Quanta verità: <<porsi come richiamo alla tragicità della violenza che non potrà mai risolvere i problemi dei popoli>> eppure l’ avanzata russa devasta famiglie e speranze.
L’ Ucraina come Sarajevo, come la Siria, come tante zone dell’Africa, quanta sofferenza dinanzi gli occhi di Dio, tutto ciò ideato dalla sua creatura perfetta: l’uomo, irrispettoso della stessa vita donata.
Invece, Don Tonino insegnava che vivere è abbandonarsi, come un gabbiano, all’ebbrezza del vento, vivere è assaporare l’avventura della libertà, vivere è stendere l’ala, l’unica ala, con la fiducia di chi sa di avere nel volo un partner grande come Te. Stare con gli ultimi significa lasciarsi coinvolgere dalla loro vita.

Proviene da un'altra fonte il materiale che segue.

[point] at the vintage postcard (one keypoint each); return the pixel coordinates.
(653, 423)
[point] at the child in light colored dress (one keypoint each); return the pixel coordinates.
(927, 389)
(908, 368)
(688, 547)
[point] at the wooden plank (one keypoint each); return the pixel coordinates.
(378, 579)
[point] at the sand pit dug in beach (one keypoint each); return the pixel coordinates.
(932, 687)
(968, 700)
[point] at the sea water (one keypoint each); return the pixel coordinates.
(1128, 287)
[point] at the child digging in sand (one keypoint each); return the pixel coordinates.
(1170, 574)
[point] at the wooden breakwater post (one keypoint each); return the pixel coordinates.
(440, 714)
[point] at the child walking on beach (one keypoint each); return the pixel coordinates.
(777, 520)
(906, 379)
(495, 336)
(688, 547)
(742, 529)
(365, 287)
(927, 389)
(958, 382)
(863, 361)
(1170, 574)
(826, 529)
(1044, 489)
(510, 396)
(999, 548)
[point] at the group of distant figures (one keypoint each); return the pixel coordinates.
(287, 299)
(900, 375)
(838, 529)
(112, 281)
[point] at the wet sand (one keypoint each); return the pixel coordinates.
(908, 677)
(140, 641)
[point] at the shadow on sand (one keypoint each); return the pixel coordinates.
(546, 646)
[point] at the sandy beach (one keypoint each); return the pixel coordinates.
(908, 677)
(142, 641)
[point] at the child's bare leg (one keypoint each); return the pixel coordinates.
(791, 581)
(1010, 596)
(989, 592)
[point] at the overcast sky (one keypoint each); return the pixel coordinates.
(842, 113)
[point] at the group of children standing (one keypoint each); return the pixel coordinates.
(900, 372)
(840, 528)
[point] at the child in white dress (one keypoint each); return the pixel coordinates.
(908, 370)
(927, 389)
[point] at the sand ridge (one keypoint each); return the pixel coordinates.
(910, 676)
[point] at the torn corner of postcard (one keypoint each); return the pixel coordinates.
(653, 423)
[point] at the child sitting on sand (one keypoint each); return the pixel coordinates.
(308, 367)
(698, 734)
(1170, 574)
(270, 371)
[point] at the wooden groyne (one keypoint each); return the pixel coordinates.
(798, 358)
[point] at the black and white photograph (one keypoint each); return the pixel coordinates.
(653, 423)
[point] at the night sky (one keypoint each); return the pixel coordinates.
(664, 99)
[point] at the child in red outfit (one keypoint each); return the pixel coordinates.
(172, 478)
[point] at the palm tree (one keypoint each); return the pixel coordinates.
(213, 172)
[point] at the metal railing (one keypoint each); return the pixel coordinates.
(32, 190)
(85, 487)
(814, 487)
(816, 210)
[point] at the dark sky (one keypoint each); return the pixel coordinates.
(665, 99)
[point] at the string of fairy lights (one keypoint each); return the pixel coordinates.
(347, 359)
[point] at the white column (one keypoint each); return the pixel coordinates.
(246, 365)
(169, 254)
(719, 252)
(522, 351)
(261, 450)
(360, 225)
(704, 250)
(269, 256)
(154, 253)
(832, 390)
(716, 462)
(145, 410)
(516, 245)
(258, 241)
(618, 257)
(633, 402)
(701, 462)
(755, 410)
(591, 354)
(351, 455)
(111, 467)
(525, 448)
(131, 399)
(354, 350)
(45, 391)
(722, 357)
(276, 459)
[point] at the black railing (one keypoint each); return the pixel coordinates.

La gente della sua Diocesi lo amava e lui amava la gente. E chi si sente un cristiano cattolico è un po’ in debito con questo grande uomo. Lascio un ultimo messaggio di don Tonino, credo che sia il miglior pensiero da dedicare ai potenti della terra: “ricordiamoci che delle nostre parole dobbiamo rendere conto agli uomini. Ma dei nostri silenzi dobbiamo rendere conto a Dio!”.